Tuesday, September 22, 2015

Don't match donations during an election!

Maybe it's me, but it seemed like awful timing when the Cons announced last week they were going to match donations to this year's Terry Fox Run, up to a ceiling of $35 million. Today, they retracted the pledge - for now. Awful timing, of course, because we're smack in the middle of an election, indeed in the final legs.

This wasn't like the Boxing Day Tsunami, or the earthquake in Pakistan, or even the Katrina horror. In each of those cases, the feds promised to match donations on a dollar for dollar basis provided those contributions went to legitimate NGOs (such as the Red Cross) or faith based charities (like, say, the Salvation Army). We did that because it was the right thing to do, because the victims needed as much help as possible. In some cases, the match proved to be too much. If I recall one example, Oxfam which had an annual budget of around $15 million got bombarded with over $60 million just from the tsunami, and they didn't know what to do with the money.

Of course cancer research is important. I've lost a mother, grandmother and aunt to cancer, so I kind of take it personally that we need to find a cure. I can't help but think if Terry Fox actually survived and finished his run, if the amount of money raised in his name in the 35 years since would be even a third of what it's turned out to be. I would hope not, of course - that actually pulling it off would have made donations go through the stratosphere.

We have every right to demand the federal government and the sub-national governments contribute what they can to sponsoring medical research, particularly in finding cures for these terrible diseases. And encouraging prevention and early intervention to stop cancer before it can spread - and quite possibly even be cured in the early stages.

But it doesn't help that the pledge was made right now. Yes, I will concede the Terry Fox Foundation made the request for funding.
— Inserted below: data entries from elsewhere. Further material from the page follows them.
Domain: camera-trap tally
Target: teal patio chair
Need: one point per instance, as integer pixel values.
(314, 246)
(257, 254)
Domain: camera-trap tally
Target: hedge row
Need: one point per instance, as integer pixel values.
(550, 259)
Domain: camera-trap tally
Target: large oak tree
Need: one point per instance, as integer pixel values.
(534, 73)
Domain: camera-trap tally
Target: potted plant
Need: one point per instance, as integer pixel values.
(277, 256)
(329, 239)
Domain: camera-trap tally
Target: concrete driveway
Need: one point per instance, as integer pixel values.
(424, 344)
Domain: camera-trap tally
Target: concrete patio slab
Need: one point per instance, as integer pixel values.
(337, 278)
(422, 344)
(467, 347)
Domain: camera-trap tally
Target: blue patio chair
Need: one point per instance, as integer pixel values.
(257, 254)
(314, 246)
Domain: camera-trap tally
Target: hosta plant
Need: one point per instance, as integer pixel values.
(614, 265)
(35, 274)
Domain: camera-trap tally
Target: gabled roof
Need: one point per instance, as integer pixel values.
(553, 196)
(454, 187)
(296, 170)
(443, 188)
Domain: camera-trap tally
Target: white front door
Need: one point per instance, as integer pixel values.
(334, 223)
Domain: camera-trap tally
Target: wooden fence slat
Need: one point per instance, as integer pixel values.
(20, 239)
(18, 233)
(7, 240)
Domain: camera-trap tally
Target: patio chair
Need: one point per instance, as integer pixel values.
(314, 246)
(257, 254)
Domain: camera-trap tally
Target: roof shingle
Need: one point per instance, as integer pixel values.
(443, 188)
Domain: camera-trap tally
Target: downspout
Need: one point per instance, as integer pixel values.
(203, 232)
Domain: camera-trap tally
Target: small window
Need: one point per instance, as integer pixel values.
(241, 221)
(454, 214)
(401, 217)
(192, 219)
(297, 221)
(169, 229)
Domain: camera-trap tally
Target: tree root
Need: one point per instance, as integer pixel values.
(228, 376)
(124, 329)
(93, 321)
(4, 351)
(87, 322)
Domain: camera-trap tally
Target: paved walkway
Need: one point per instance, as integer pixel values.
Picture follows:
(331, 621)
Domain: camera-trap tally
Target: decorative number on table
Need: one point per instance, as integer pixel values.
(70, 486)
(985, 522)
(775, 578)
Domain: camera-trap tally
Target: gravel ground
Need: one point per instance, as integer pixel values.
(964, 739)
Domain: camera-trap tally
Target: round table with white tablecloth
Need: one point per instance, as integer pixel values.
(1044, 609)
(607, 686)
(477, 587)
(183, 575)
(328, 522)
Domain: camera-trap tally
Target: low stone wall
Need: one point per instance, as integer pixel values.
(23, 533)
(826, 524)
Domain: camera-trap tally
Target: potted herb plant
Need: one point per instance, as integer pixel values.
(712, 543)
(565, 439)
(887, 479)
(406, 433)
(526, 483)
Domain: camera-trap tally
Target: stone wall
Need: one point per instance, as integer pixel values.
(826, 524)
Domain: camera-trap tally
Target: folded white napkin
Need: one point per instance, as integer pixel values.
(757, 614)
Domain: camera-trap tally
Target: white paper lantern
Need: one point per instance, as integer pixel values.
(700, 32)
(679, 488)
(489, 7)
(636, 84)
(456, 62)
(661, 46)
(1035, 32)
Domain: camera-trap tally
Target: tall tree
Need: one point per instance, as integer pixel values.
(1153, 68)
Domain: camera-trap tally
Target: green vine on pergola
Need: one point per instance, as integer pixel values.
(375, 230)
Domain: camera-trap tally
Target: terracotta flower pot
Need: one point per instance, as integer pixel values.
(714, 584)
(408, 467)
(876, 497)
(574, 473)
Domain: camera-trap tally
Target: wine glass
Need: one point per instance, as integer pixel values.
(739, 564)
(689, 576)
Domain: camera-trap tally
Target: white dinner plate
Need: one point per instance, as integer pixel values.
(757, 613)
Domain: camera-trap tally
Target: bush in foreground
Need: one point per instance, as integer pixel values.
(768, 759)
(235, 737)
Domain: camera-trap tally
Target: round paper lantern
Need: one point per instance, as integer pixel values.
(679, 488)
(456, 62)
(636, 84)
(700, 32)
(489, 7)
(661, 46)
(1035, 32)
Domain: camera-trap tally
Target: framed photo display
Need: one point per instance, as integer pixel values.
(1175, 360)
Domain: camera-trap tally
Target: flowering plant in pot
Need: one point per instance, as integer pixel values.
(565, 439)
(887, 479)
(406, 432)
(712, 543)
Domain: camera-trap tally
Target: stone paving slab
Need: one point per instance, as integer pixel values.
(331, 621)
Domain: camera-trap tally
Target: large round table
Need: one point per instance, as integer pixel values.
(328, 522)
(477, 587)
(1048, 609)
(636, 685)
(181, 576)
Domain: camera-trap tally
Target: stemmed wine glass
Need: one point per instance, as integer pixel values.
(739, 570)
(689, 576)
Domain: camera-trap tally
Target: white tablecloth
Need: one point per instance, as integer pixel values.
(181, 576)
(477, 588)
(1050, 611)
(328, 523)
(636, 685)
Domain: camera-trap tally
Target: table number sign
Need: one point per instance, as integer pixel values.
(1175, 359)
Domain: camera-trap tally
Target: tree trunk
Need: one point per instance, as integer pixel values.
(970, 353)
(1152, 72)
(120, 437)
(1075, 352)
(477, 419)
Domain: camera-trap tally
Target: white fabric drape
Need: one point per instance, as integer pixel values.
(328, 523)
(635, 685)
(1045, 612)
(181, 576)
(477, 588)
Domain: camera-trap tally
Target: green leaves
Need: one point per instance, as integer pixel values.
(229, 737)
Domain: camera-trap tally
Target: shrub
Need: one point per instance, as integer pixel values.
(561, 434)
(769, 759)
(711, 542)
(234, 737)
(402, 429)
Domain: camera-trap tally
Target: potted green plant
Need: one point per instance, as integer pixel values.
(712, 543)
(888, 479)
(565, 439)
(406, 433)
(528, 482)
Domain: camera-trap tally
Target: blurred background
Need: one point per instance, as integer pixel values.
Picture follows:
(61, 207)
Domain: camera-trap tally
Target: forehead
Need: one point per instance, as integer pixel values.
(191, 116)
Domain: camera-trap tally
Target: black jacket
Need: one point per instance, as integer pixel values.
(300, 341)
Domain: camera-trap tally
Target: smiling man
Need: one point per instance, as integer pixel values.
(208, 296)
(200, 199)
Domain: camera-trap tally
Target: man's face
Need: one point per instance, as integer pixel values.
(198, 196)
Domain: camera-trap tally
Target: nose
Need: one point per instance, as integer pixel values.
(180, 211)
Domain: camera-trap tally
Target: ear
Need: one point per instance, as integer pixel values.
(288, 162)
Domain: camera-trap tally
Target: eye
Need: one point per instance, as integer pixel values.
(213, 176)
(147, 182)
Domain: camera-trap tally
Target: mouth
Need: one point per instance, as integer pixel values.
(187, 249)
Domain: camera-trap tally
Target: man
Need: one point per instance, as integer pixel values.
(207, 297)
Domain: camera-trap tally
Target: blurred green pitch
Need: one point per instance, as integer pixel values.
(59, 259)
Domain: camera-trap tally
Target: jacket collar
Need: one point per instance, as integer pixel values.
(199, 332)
It has every right to, and one would expect a positive response. But the Fox family also said that this should be a multi-partisan effort and one party should not score political points over it.

Exactly right.

This reminds me of a line in the 2004 movie Head of State, starring Chris Rock. In one scene, the Republican candidate for President runs an ad emphasizing his support for breast cancer research, then drops the line that his opponent "supports breast cancer." Of course, Rock turns this around and speaks the truth about his country's serious issues and ends up winning narrowly.

Rather than trying to score points by winning favour of one of the country's most celebrated families, the parties should talk about health care. Not just research, of course. But also talking about moving from physician based care to a system where the patient and the community are key. About making drugs more affordable - including cancer drugs, which despite our strict price controls here are still far more expensive than alternate treatments like Mary Jane. (If that means Pharmacare, absolutely.) Where the call for better health is a universal value, rather than a partisan talking point.

We built our system of Medicare mainly because we saw good health as a non-partisan right; and that better off people should take care of the health of the less fortunate, and vice versa. It has major structural issues that need to be addressed, and the system overall has to be modernized. But for heaven's sake, let's not say that because one family is in agreement (or not), that makes one's party's policy better.

Bottom line - either all the parties should have agreed, or the appropriation should have waited until the new term, and properly voted on by Parliament.